Of the Father's Love!

There were no exclamation points in my morning. 

It was a biting February day, glaring with sunshine that held no warmth. The night before had been a bad one, and I woke still carrying the sorrow that had ruled the night before. No questions had been answered. No problems had been solved. It was another day of waiting and carrying on. 

On a typical day, I use an alarming amount of exclamation points. I suppose this is because I generally feel pretty excited about things. That morning, though, I was careful to punctuate all written forms of communication without the least sign of an exclamation point. I don’t feel that way this morning and I’m not going to pretend that I do.

Because it was my day to lead the staff devotions at work which meant that I got to pick our hymn. Almost instinctively I turned to one that had been on my mind lately. “I know it’s a Christmas hymn,” I almost apologized.

Soon, strains of “Of the Father’s Love Begotten” issued from the piano and our morning voices croaked out the tune.

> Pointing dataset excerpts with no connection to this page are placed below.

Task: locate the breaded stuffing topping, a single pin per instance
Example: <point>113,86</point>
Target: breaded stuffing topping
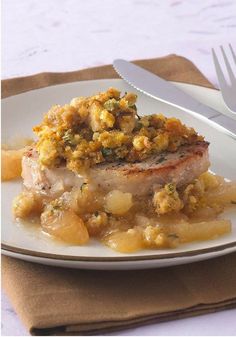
<point>106,128</point>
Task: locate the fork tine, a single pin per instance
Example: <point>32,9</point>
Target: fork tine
<point>228,66</point>
<point>233,53</point>
<point>219,71</point>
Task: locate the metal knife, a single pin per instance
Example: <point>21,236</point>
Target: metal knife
<point>165,91</point>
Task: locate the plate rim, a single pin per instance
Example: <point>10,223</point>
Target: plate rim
<point>201,252</point>
<point>198,252</point>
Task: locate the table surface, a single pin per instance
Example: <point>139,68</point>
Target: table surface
<point>52,35</point>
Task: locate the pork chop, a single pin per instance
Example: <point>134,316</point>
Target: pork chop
<point>140,178</point>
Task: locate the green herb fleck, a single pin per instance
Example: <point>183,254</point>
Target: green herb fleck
<point>111,104</point>
<point>106,151</point>
<point>170,188</point>
<point>69,138</point>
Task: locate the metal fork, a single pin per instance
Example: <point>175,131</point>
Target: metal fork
<point>228,90</point>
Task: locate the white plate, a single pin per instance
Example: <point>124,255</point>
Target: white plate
<point>22,112</point>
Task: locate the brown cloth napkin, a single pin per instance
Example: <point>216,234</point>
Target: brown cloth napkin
<point>57,301</point>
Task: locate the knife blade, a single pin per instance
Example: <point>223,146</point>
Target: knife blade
<point>164,91</point>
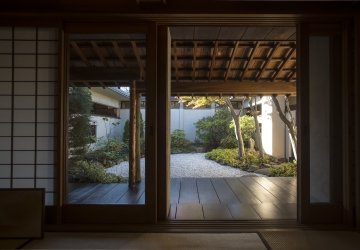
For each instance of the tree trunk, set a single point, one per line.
(239, 139)
(258, 139)
(290, 124)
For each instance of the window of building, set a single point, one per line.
(106, 111)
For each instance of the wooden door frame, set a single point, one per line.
(313, 213)
(110, 214)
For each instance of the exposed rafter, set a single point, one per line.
(138, 59)
(251, 56)
(284, 62)
(268, 61)
(213, 59)
(233, 53)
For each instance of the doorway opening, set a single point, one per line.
(106, 119)
(220, 75)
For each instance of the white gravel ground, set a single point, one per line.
(187, 165)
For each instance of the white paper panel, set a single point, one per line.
(45, 129)
(24, 143)
(25, 47)
(45, 171)
(23, 171)
(45, 143)
(5, 171)
(24, 157)
(24, 60)
(24, 102)
(5, 115)
(45, 157)
(24, 88)
(23, 183)
(5, 60)
(5, 143)
(47, 47)
(5, 88)
(24, 129)
(21, 74)
(25, 33)
(5, 157)
(46, 88)
(24, 115)
(5, 129)
(5, 46)
(5, 74)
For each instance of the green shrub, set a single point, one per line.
(91, 172)
(179, 144)
(211, 130)
(230, 157)
(287, 169)
(108, 152)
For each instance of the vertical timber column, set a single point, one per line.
(137, 135)
(133, 154)
(163, 110)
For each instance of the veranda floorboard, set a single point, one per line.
(188, 191)
(224, 192)
(207, 193)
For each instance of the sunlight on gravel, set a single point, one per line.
(187, 165)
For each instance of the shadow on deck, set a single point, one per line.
(241, 198)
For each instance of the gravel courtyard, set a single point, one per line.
(187, 165)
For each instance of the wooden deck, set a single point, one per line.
(244, 198)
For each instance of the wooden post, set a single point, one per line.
(137, 141)
(133, 142)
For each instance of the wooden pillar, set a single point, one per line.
(134, 144)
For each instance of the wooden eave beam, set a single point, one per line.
(99, 53)
(80, 53)
(286, 60)
(231, 60)
(268, 60)
(230, 87)
(138, 59)
(213, 59)
(119, 54)
(251, 57)
(102, 74)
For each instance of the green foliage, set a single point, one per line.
(108, 152)
(247, 125)
(284, 169)
(179, 144)
(91, 172)
(80, 107)
(230, 157)
(211, 130)
(126, 133)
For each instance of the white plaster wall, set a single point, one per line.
(104, 99)
(105, 129)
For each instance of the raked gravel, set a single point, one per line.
(187, 165)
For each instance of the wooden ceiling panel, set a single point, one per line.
(182, 33)
(281, 33)
(231, 33)
(256, 33)
(206, 33)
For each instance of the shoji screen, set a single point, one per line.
(28, 80)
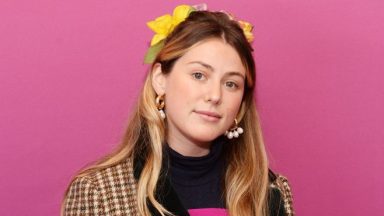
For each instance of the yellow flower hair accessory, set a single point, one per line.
(165, 24)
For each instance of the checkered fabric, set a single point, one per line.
(112, 191)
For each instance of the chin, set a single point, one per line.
(205, 138)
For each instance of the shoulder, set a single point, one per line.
(280, 195)
(104, 191)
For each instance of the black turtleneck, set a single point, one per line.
(198, 180)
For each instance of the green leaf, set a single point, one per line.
(152, 52)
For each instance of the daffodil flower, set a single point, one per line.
(247, 29)
(165, 24)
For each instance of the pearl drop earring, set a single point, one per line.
(160, 105)
(234, 132)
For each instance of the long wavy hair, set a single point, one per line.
(246, 175)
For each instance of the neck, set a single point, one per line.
(189, 148)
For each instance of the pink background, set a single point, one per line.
(71, 70)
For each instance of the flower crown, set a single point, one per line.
(165, 24)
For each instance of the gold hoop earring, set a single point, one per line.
(234, 132)
(160, 105)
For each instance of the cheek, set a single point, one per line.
(233, 106)
(178, 94)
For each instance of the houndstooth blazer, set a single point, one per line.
(112, 191)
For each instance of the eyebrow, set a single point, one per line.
(209, 67)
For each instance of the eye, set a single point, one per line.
(231, 85)
(198, 75)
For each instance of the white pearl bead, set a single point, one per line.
(162, 114)
(235, 134)
(230, 135)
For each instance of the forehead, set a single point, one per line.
(216, 53)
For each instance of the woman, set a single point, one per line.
(193, 145)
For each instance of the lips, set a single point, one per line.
(212, 116)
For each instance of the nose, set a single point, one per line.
(213, 94)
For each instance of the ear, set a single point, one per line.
(158, 79)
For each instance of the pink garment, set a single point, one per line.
(208, 212)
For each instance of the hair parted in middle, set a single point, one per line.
(246, 174)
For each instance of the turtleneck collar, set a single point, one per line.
(187, 170)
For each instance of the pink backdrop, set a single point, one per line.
(71, 70)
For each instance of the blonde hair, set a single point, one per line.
(246, 176)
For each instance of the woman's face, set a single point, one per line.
(203, 94)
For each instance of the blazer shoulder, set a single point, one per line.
(281, 192)
(105, 191)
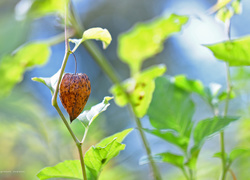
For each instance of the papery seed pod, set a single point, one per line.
(74, 93)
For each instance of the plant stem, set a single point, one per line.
(58, 38)
(104, 64)
(185, 173)
(54, 103)
(229, 89)
(66, 124)
(79, 147)
(156, 173)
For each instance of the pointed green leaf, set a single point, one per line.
(171, 108)
(238, 152)
(70, 169)
(93, 33)
(223, 95)
(139, 89)
(234, 52)
(209, 127)
(219, 155)
(167, 157)
(97, 157)
(146, 39)
(189, 85)
(49, 82)
(12, 67)
(88, 116)
(171, 136)
(98, 34)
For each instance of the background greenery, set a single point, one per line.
(31, 134)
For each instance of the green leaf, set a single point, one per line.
(146, 39)
(220, 4)
(139, 89)
(12, 67)
(167, 157)
(88, 116)
(49, 82)
(219, 155)
(172, 137)
(98, 34)
(97, 157)
(196, 86)
(171, 108)
(40, 8)
(93, 33)
(238, 152)
(237, 6)
(209, 127)
(223, 95)
(234, 52)
(224, 14)
(70, 169)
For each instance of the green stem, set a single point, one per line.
(156, 173)
(185, 173)
(223, 160)
(54, 103)
(58, 38)
(229, 89)
(66, 124)
(79, 147)
(104, 64)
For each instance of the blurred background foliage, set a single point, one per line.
(31, 134)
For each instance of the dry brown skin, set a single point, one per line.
(74, 93)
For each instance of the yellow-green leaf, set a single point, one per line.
(41, 8)
(12, 67)
(235, 52)
(139, 89)
(98, 34)
(220, 4)
(146, 39)
(93, 33)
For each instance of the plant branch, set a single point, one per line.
(229, 89)
(104, 64)
(79, 147)
(156, 173)
(59, 38)
(54, 101)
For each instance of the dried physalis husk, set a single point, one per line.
(74, 93)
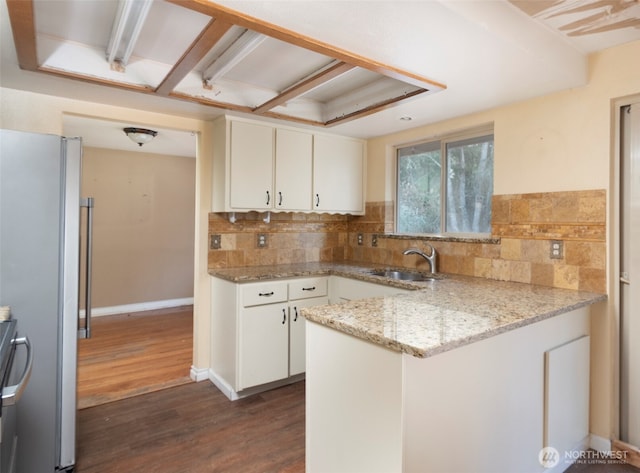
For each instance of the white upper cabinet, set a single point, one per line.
(294, 161)
(251, 166)
(257, 166)
(338, 174)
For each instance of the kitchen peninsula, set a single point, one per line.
(464, 375)
(455, 374)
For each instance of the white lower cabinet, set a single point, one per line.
(264, 344)
(257, 332)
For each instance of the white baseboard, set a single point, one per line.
(599, 444)
(198, 374)
(223, 386)
(138, 307)
(234, 395)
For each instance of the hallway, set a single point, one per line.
(135, 353)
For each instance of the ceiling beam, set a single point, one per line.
(212, 33)
(305, 85)
(371, 109)
(215, 10)
(24, 33)
(239, 49)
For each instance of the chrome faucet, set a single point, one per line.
(432, 258)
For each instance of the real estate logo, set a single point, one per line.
(549, 457)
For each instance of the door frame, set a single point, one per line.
(615, 253)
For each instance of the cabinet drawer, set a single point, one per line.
(306, 288)
(264, 293)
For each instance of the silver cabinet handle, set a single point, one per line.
(12, 394)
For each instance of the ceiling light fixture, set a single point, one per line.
(140, 135)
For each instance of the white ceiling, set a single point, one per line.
(99, 133)
(487, 52)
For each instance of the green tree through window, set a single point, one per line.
(459, 201)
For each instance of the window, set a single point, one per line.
(455, 201)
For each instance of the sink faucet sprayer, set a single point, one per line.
(432, 258)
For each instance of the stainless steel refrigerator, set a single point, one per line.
(40, 215)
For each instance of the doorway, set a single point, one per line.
(143, 257)
(630, 274)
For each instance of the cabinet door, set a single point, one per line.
(297, 333)
(293, 170)
(251, 166)
(264, 344)
(338, 173)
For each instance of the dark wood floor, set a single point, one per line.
(136, 353)
(148, 417)
(194, 428)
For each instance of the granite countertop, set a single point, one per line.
(437, 316)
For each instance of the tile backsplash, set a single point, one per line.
(523, 226)
(291, 238)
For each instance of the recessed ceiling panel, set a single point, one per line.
(201, 51)
(168, 32)
(591, 25)
(85, 22)
(276, 65)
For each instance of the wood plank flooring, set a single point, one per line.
(194, 428)
(136, 353)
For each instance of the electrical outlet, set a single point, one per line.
(557, 249)
(215, 242)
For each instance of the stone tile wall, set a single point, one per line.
(291, 238)
(523, 226)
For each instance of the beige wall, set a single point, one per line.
(41, 113)
(143, 225)
(559, 142)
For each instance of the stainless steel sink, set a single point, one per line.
(404, 275)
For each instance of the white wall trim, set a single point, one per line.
(198, 374)
(138, 307)
(223, 386)
(599, 444)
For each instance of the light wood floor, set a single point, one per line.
(133, 354)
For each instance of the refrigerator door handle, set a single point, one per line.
(86, 331)
(12, 394)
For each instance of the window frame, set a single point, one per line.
(444, 140)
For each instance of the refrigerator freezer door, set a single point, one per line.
(35, 276)
(72, 152)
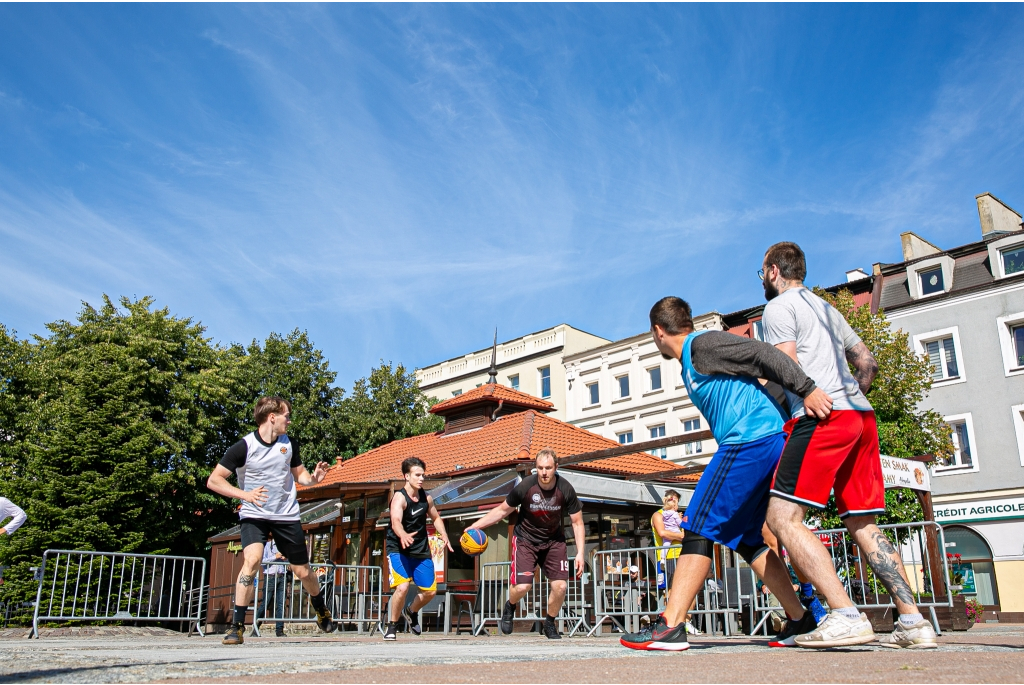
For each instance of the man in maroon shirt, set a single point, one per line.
(539, 539)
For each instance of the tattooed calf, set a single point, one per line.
(886, 568)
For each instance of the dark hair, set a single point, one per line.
(673, 314)
(267, 405)
(790, 260)
(407, 466)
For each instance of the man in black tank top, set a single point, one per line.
(408, 549)
(539, 539)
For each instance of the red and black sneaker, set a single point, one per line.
(657, 636)
(787, 636)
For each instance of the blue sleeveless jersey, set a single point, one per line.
(737, 408)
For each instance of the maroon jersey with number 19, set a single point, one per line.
(542, 511)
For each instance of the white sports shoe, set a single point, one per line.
(919, 636)
(838, 631)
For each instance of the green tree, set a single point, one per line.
(902, 382)
(385, 407)
(122, 405)
(290, 367)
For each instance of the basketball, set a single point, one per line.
(473, 542)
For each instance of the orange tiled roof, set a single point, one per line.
(510, 439)
(493, 392)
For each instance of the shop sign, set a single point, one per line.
(988, 510)
(904, 473)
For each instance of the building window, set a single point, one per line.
(931, 281)
(1017, 338)
(944, 354)
(654, 378)
(546, 382)
(624, 386)
(695, 447)
(1013, 260)
(656, 432)
(965, 456)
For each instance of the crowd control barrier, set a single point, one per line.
(921, 546)
(495, 591)
(623, 596)
(110, 586)
(353, 594)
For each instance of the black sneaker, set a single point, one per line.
(235, 635)
(390, 633)
(657, 636)
(505, 625)
(787, 636)
(551, 630)
(413, 621)
(325, 622)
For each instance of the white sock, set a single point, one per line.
(851, 612)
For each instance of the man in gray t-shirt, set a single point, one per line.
(837, 454)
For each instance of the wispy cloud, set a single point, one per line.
(398, 179)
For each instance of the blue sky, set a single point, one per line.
(399, 179)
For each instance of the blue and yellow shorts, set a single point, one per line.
(406, 568)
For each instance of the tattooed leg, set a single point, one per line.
(885, 561)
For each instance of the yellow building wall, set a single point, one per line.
(1010, 582)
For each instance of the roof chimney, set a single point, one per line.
(996, 216)
(856, 274)
(915, 247)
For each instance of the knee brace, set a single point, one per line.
(693, 544)
(751, 552)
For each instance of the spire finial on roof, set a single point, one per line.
(493, 372)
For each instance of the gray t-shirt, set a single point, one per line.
(822, 336)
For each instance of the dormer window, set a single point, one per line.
(931, 276)
(931, 281)
(1013, 259)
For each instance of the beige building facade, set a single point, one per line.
(627, 391)
(531, 364)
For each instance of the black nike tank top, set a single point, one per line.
(414, 521)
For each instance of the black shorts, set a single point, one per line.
(526, 556)
(291, 541)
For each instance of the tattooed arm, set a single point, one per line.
(864, 366)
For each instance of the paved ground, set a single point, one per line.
(986, 653)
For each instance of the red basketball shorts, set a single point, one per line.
(841, 455)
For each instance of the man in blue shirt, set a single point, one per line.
(721, 372)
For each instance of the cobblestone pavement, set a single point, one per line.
(986, 653)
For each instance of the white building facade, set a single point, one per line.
(531, 364)
(627, 391)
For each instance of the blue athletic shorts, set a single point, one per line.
(731, 498)
(406, 568)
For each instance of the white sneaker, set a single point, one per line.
(838, 631)
(919, 636)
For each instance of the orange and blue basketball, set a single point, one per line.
(473, 542)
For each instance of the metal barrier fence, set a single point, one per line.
(624, 597)
(111, 586)
(532, 607)
(353, 594)
(921, 546)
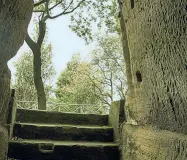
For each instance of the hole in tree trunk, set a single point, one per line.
(139, 76)
(132, 4)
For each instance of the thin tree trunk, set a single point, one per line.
(38, 81)
(14, 18)
(37, 64)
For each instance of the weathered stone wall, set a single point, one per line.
(146, 143)
(157, 40)
(117, 117)
(156, 34)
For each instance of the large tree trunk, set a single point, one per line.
(14, 18)
(157, 38)
(38, 81)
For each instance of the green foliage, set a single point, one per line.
(108, 63)
(24, 81)
(87, 16)
(100, 81)
(74, 86)
(94, 15)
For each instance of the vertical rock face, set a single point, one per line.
(14, 18)
(157, 39)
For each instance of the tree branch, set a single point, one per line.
(65, 11)
(39, 3)
(42, 31)
(30, 42)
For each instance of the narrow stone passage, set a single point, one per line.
(43, 135)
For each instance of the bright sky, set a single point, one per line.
(64, 43)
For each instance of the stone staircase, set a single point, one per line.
(43, 135)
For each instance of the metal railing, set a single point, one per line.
(64, 107)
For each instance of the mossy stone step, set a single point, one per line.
(37, 116)
(55, 150)
(63, 132)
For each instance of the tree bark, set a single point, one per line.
(37, 64)
(38, 80)
(14, 18)
(37, 70)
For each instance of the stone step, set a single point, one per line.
(63, 132)
(36, 116)
(55, 150)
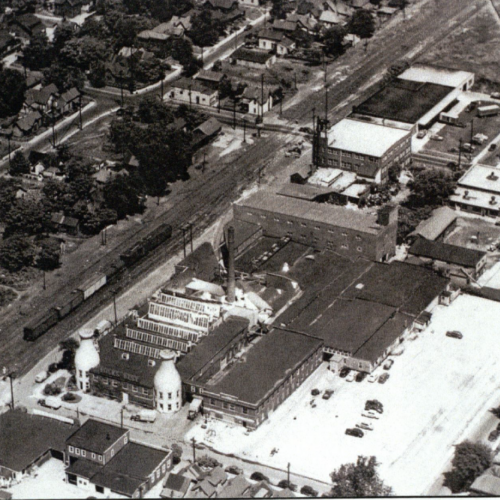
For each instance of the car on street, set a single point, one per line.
(367, 426)
(354, 432)
(454, 334)
(388, 364)
(328, 394)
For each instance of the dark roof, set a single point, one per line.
(96, 436)
(209, 127)
(135, 370)
(203, 353)
(444, 252)
(405, 101)
(24, 438)
(256, 56)
(267, 363)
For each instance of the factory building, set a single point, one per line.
(321, 225)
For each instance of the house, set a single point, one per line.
(275, 41)
(206, 132)
(175, 486)
(101, 458)
(27, 125)
(257, 59)
(461, 264)
(193, 92)
(256, 101)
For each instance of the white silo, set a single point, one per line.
(168, 385)
(86, 358)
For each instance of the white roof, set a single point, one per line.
(439, 76)
(363, 137)
(483, 178)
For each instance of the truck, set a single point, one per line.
(491, 110)
(148, 416)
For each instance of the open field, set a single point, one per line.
(436, 389)
(475, 47)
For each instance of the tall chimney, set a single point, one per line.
(230, 267)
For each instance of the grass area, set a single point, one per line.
(473, 47)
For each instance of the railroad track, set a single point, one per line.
(210, 196)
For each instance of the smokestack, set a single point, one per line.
(230, 267)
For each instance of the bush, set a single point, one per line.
(258, 476)
(287, 484)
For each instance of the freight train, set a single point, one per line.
(48, 319)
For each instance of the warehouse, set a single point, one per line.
(371, 234)
(371, 158)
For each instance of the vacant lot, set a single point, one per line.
(436, 389)
(475, 47)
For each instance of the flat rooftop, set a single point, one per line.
(267, 363)
(404, 101)
(483, 178)
(363, 137)
(439, 76)
(363, 221)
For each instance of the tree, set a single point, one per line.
(16, 253)
(19, 164)
(430, 188)
(469, 462)
(333, 40)
(362, 24)
(358, 480)
(12, 89)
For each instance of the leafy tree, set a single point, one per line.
(469, 462)
(16, 253)
(38, 53)
(430, 187)
(12, 89)
(50, 252)
(333, 39)
(359, 480)
(362, 24)
(19, 164)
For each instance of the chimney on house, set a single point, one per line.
(230, 268)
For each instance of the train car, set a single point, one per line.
(40, 325)
(90, 286)
(162, 233)
(70, 303)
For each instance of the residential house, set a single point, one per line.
(257, 59)
(193, 92)
(275, 41)
(27, 125)
(175, 486)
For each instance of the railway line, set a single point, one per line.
(210, 195)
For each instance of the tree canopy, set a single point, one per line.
(359, 479)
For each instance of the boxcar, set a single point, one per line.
(40, 325)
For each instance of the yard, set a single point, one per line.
(437, 389)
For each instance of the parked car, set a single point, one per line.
(354, 432)
(328, 394)
(388, 364)
(454, 334)
(367, 426)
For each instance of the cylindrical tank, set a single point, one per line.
(168, 385)
(86, 358)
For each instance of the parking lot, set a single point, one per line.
(438, 389)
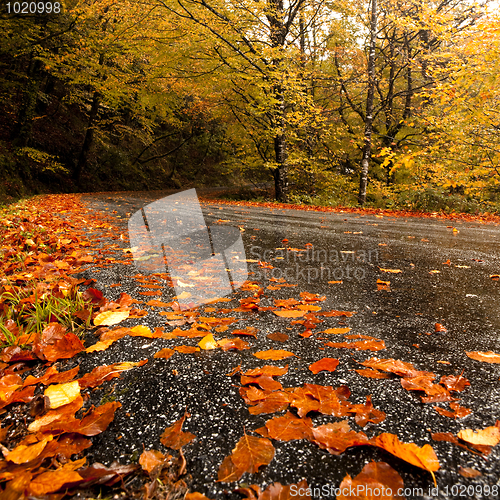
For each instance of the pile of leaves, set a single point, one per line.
(45, 315)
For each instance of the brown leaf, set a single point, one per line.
(165, 353)
(485, 437)
(101, 374)
(274, 354)
(227, 344)
(395, 366)
(62, 394)
(174, 437)
(26, 453)
(289, 313)
(249, 454)
(367, 413)
(195, 496)
(279, 337)
(272, 371)
(52, 481)
(336, 331)
(457, 411)
(272, 402)
(52, 376)
(149, 460)
(337, 437)
(94, 423)
(249, 330)
(109, 318)
(468, 472)
(186, 349)
(370, 373)
(65, 348)
(424, 457)
(486, 357)
(289, 427)
(373, 483)
(325, 364)
(372, 344)
(455, 383)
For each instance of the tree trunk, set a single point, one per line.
(281, 172)
(89, 138)
(367, 146)
(26, 114)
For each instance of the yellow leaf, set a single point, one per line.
(208, 342)
(23, 454)
(109, 318)
(62, 394)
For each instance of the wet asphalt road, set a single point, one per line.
(462, 297)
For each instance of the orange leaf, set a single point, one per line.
(186, 349)
(486, 437)
(208, 342)
(280, 337)
(337, 437)
(274, 354)
(63, 348)
(174, 437)
(289, 427)
(249, 454)
(325, 364)
(149, 460)
(376, 477)
(370, 373)
(486, 357)
(109, 318)
(336, 331)
(165, 353)
(26, 453)
(52, 481)
(424, 457)
(289, 313)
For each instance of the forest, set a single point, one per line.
(382, 103)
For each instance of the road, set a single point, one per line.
(351, 248)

Of the Father’s love begotten, ere the worlds began to be,
He is Alpha and Omega, He the source, the ending He,
Of the things that are, that have been,
And that future years shall see, evermore and evermore!
— Prudentius

The normally peppy self was feeling defeated and bowed down today. No encouragement to give. No spring in the step. No exclamation points…

Until I opened a hymnal. Then, whether my heart felt it or not, I sang an exclamation of praise. Every verse ended with an exclamation point. Through a few winding verses, my heart aligned with the words printed on the page. As I went about the day, I did what I had been asked to do with a strengthened heart.

Music is a mystery. We will never quite know how it shapes and shifts our affections. But since Marcus Prudentius penned “Of the Father’s Love Begotten,” since David wrote Psalms of praise, and since the Israelites marched out of Egypt proclaiming their deliverance, God’s people have placed music at the center of their worship. 

Why did God give us music? Why does He command us through the Psalmist “to Sing to the Lord a new Song”? Why on that February morning did He beckon to my heart through a hymn? 

Why did He beckon my heart at all?

Because He is a God Who cares about our hearts. Some days when life feels heavy, we are tempted to think God is a taskmaster only concerned with robbing our lives of joy. We think of Him as a God who wrote ten “Thou Shall Not’s” on stone tablets. He is the God that required His people to pay for their sins by slaughtering bulls and goats.

But we are only remembering half the story. He is the one who promised, during the time of an old covenant written on stone, that he would write a new one on their hearts. He sent His own Son as a perfect sacrifice once for all. And that Lamb was his only Son, of the Father’s love begotten.

Such love deserves a constant song of praise. And, thankfully, such Love gives us music for the moments and the mornings when we’ve forgotten to sing along.